Current TiVOs include the old Romeo for $200 which does have a Wi-Fi connection but only 10/100 Ethernet, 500 Gigabytes of storage, HD, and 4 tuners, the Romeo Pro at $599 which adds Gigabit Ethernet, and has 3 Terabytes of storage, and the new Bolt which is what I’m talking about for this review.
The three big differences about the Bolt are that it represents the first of what is likely a new line of TiVO boxes. Coming in two configurations—either 500 gigabytes or 1 Terabyte of storage at $299 to $399—they have only 4 tuners but add SkipMode (one button commercial skip), QuickMode (a fast forward where you can still hear the sound so you can speed through programs without missing stuff), and support for 4K (assuming you can find 4K content). These ship with an included 1-year subscription to TiVO’s programing service which would typically be around $20 a month.
The design is a tad quirky in that you can no longer stack the product but, since they still use magnetic drives, this is likely for the best because TiVO boxes tend to run really hot so putting anything on top of one is likely to get cooked and not do the TiVO any good either.
They take an RF remote (by the way I’d been having a lot of trouble with my RF remote which apparently was because I’d plugged in the dongle that came with it not realizing that RF support was actually built into the newest TiVOs and the result was ugly) which doesn’t require line of site like the more typical IR (Infrared) remotes do.

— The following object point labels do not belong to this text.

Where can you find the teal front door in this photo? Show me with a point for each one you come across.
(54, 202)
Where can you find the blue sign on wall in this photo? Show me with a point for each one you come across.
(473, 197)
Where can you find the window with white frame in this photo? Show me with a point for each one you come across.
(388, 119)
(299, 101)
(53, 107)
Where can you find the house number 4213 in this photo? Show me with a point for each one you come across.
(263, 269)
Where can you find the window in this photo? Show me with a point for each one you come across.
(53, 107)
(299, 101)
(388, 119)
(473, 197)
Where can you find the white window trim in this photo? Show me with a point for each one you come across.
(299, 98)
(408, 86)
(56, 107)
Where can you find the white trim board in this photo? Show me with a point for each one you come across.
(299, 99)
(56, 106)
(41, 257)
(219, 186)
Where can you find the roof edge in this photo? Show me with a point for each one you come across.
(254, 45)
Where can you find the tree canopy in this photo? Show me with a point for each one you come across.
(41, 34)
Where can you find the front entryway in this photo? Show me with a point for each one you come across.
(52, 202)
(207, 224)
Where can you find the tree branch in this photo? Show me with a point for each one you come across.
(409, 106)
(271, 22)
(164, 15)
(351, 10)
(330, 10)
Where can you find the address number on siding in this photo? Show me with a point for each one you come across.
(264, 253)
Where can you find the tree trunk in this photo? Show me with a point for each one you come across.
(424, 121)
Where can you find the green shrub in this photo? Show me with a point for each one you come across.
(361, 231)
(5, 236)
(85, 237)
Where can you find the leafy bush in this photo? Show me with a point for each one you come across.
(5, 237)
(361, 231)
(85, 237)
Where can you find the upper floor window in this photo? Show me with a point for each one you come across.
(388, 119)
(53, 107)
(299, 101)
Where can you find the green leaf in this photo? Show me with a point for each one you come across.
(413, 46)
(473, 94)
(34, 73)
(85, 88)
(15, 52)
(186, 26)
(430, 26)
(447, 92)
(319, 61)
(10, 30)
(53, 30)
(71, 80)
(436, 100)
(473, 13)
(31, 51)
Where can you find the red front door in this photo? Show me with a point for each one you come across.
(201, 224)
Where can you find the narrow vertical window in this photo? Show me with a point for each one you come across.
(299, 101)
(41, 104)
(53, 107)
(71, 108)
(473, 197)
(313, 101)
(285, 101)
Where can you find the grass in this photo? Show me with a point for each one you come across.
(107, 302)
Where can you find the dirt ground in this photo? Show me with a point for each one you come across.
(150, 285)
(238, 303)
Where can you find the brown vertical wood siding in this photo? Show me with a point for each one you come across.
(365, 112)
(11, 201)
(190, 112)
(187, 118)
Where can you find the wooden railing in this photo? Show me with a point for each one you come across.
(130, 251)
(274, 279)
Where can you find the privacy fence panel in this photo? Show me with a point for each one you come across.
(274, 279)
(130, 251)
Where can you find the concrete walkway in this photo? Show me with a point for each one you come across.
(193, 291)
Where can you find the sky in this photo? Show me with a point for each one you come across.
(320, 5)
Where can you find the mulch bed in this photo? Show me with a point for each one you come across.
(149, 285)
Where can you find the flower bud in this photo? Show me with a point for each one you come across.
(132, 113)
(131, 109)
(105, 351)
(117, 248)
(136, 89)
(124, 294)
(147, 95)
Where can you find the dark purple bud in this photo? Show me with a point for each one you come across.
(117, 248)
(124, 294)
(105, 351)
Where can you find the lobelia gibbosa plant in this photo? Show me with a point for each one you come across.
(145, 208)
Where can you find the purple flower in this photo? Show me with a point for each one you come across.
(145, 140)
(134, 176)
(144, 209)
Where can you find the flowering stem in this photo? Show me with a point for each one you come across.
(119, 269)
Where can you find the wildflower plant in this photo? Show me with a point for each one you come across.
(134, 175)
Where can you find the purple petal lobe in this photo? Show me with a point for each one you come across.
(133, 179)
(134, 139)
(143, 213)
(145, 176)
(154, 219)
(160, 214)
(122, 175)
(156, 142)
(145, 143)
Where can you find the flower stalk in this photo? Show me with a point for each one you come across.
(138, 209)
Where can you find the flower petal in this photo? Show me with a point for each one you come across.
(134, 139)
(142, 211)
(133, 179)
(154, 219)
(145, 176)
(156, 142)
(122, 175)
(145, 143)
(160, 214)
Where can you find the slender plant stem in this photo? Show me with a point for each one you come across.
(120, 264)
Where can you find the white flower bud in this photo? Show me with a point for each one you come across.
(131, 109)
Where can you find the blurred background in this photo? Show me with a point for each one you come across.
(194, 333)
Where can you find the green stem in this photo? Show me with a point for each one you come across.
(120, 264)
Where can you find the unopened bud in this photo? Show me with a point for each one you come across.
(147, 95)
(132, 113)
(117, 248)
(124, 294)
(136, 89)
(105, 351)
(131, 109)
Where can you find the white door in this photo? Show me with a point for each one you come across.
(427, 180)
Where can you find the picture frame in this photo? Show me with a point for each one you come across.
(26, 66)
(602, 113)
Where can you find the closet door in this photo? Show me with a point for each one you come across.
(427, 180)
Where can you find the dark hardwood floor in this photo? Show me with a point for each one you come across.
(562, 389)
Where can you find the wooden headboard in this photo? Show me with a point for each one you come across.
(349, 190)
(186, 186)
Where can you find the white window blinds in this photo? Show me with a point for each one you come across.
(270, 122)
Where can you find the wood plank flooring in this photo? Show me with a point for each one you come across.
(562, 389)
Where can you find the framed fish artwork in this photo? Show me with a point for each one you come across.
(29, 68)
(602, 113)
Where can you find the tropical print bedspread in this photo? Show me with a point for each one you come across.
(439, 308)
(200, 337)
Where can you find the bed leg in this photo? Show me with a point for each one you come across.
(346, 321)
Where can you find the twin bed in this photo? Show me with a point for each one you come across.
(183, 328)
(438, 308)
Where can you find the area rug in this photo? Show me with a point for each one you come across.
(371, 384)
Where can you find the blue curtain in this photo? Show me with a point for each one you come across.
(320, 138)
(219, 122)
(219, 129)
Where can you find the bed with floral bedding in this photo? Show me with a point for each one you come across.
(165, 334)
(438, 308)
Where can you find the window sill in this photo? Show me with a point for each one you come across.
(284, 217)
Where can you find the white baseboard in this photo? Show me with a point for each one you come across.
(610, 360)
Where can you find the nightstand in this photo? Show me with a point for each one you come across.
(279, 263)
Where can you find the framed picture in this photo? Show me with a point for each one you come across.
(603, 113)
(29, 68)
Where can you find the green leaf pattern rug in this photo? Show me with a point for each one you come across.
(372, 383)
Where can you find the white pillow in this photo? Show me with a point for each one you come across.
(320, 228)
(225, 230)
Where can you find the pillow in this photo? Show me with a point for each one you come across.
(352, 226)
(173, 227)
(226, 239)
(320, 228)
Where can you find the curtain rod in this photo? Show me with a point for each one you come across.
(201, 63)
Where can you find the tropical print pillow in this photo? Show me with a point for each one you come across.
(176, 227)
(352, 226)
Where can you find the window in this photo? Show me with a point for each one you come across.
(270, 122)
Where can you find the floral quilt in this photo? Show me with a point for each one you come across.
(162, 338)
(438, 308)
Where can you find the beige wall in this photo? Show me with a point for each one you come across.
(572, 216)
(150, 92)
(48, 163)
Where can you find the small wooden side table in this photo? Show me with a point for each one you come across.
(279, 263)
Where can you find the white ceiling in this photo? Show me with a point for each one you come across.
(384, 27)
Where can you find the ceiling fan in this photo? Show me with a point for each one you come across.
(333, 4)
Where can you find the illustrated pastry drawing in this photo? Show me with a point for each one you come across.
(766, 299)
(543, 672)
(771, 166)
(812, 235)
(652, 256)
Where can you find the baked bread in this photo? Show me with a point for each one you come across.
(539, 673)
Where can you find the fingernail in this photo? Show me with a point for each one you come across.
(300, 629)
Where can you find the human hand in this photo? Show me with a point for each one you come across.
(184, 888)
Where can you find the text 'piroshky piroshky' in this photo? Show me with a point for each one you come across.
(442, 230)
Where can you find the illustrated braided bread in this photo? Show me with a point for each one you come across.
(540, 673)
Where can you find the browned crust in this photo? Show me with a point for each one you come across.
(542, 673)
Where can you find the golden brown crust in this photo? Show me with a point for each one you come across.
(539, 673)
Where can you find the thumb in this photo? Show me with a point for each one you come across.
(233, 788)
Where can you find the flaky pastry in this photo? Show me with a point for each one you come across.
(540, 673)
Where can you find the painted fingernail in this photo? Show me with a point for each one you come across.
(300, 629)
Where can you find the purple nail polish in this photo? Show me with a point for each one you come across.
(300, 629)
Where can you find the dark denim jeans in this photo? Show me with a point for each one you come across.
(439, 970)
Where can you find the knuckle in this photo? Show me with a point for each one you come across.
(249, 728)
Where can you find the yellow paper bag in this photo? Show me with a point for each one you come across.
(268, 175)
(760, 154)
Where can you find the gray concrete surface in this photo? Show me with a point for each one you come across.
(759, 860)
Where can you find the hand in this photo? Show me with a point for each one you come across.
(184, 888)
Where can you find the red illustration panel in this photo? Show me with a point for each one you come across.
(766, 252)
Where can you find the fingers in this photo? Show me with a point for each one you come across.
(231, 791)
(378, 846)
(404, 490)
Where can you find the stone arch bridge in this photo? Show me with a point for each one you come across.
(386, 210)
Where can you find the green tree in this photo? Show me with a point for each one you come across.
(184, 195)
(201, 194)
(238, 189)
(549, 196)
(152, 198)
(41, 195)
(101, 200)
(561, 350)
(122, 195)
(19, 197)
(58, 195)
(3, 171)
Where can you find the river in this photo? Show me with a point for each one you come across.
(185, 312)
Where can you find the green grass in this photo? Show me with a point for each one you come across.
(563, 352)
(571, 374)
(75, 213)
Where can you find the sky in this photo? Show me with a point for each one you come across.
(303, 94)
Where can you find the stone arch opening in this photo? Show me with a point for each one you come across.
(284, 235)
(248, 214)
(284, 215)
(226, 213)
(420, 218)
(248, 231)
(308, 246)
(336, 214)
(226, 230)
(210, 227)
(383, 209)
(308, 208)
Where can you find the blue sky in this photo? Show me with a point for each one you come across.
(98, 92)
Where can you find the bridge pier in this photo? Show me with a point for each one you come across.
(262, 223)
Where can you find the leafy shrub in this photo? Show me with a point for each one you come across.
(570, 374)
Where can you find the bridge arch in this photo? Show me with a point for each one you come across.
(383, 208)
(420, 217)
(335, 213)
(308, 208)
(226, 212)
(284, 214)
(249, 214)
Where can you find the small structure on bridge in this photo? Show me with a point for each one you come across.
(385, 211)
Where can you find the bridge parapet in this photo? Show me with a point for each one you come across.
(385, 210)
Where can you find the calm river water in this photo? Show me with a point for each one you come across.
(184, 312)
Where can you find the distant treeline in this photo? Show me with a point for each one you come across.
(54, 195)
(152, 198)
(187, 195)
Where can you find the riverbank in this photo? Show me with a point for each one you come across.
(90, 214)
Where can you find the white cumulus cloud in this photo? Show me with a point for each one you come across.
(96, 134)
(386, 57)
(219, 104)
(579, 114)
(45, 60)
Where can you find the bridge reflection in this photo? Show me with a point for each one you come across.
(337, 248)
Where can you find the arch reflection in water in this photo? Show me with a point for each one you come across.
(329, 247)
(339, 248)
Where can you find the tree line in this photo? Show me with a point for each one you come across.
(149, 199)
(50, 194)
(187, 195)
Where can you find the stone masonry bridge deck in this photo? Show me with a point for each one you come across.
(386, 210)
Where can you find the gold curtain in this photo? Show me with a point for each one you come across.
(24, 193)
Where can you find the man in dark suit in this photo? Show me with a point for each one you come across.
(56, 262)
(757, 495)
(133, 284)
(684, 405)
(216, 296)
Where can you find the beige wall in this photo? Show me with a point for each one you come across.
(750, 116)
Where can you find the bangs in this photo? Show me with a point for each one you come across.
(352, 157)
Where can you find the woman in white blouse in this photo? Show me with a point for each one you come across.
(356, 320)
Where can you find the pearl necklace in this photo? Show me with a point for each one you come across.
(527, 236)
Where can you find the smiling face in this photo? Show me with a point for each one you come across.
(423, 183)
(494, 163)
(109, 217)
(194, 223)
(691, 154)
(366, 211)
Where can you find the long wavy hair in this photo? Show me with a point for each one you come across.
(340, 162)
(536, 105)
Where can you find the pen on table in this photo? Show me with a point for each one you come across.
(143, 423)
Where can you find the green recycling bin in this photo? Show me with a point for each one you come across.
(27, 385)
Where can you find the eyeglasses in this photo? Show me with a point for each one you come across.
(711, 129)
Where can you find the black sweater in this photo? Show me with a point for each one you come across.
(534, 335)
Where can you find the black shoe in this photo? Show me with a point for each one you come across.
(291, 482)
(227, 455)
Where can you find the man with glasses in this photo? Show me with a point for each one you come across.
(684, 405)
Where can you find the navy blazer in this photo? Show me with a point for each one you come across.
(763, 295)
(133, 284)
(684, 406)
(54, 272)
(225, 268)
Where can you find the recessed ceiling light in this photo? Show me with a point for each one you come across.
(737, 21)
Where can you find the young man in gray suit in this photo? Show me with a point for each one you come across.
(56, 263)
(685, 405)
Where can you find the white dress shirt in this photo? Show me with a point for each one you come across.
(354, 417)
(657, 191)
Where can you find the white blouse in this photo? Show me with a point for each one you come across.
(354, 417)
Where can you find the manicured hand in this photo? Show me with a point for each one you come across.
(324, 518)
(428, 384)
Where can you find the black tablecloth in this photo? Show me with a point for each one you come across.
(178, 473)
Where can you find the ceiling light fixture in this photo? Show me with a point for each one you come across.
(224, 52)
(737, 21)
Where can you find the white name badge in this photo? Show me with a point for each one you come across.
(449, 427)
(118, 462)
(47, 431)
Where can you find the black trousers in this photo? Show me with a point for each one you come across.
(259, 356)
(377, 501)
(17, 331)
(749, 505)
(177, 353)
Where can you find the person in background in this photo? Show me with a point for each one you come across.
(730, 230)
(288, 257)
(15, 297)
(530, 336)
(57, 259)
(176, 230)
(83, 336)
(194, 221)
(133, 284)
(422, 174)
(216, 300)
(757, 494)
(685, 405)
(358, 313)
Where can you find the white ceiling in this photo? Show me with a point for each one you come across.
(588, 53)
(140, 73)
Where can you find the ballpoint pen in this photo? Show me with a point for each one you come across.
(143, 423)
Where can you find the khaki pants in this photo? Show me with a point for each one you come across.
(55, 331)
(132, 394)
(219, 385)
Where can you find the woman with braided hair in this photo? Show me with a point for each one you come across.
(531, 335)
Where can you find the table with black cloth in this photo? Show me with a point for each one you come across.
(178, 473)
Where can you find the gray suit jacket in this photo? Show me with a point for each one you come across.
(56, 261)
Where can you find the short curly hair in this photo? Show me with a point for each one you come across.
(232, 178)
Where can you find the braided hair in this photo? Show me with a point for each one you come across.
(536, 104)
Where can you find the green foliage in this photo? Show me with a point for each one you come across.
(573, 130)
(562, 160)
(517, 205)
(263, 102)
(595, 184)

On my 4K TV the picture was noticeably better with HD shows and I could stream 4K shows as well. I haven’t really found a need for QuickMode yet but one button commercial skipping, when it works, is awesome. Only thing is that not all programs are indexed for SkipMode, so you still have to fast forward through the commercials sometime.
Wrapping Up: Nice Upgrade
The only thing I don’t like about the Bolt is that it only has 4 tuners. With the massive amount of channels you can get on a cable service the probability you’ll want to record more than 4 shows comes up more often than you might think so it would be nice to have an upgrade. Having said that the SkipMode function, when it works, is simply wonderful as is the new 4K support.
The Bolt brings TiVO to the current age nicely by providing 4K support and SkipMode, and overall performance is better. I’m not sold on the look—white really doesn’t go with my black stereo equipment. Most of us put these things in a cabinet anyway and with RF remotes you don’t have to see the Bolt if you don’t want to.
I’d still like them to bring back PC support at least so you can put recorded programs on your PC to watch on planes or while traveling, and updated TiVO Minis that support 4K and Wi-Fi natively would be nice. I expect they are coming. Otherwise the Bolt confirms why I’ve been a TiVO fan for so long. It is simply the best way to watch TV currently in the market particularly if you have cable and a 4K TV.
2 thoughts on “Living with the TiVO Bolt: The new king of DVRs?”
You can watch programs recorded on your Tivo on a PC. It’s called Tivo Online.and it works through your browser.